Charlie laughed. "This will be her first trip to the city, and she seems thrilled. It'll be good for her. She wants to see the Golden Gate, Coit Tower, all the tourist stuff. I've never seen her so talkative. She even showed me the silk pants and blazer she bought for the trip.

"She'll have time to do Jergen's extras, if you help her. He wants the refrigerator cleaned, said the ice tasted bad. Pearl Ann missed it last week. And he wanted some repairs in the bathroom, said a towel rack had pulled out of the wall and the shower is leaking. It needs caulking-these old tile showers. I told him Pearl Ann had to leave early to catch her bus, but what does he care? You sure you feel up to working?"

"I'll feel better keeping busy. There's nothing I can do about Greeley, only wait. The police are looking for him," Mavity said darkly. Finishing her coffee, she headed toward the stairs carrying her cleaning equipment, and Charlie left to take care of the Blackburn house, do the weekly cleaning and half a dozen small repairs. This was her regular work, the kind of miscellaneous little jobs for which she had started Charlie's Fix-It, Clean-It and for which she was building a good reputation in Molena Point. What her customers valued most was being able to make one phone call, have the house cleaned and the yard work and repairs tended to all at once. One call, one stop. Her customers didn't know that every repair was a challenge, that she carried an entire library of helpful volumes in the van, detailed instructions to refer to if she ran into trouble. Only three times, so far, had she been forced to call in a subcontractor.

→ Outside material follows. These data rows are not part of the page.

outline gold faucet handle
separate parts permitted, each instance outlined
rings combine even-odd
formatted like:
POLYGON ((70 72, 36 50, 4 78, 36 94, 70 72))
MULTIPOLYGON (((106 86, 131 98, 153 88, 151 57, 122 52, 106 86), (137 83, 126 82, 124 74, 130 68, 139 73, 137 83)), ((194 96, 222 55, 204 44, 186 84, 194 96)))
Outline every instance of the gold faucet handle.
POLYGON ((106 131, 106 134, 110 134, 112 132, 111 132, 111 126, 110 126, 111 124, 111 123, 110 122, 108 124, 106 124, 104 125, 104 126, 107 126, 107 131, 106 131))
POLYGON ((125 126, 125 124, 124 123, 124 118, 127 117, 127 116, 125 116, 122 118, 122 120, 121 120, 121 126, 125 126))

She was urging the old Chevy up the hill when she saw two cats racing through the tall grass and recognized Joe Grey's tailless gallop and his flashy white markings. Beside him, Dulcie blended into the grassy shadows like a dark little tiger. It still amazed her that they traveled so far. The freedom of their racing flight made her itch for paper and charcoal, and when they vanished into a tangle of Scotch broom, she slowed the van, watching for them to reappear.

They came out of the bushes suddenly and sat down near the street, regarding her van as she moved slowly by. They looked almost as if they knew the vehicle, as if they were quite aware that she was at the wheel and wondered what she was gawking at.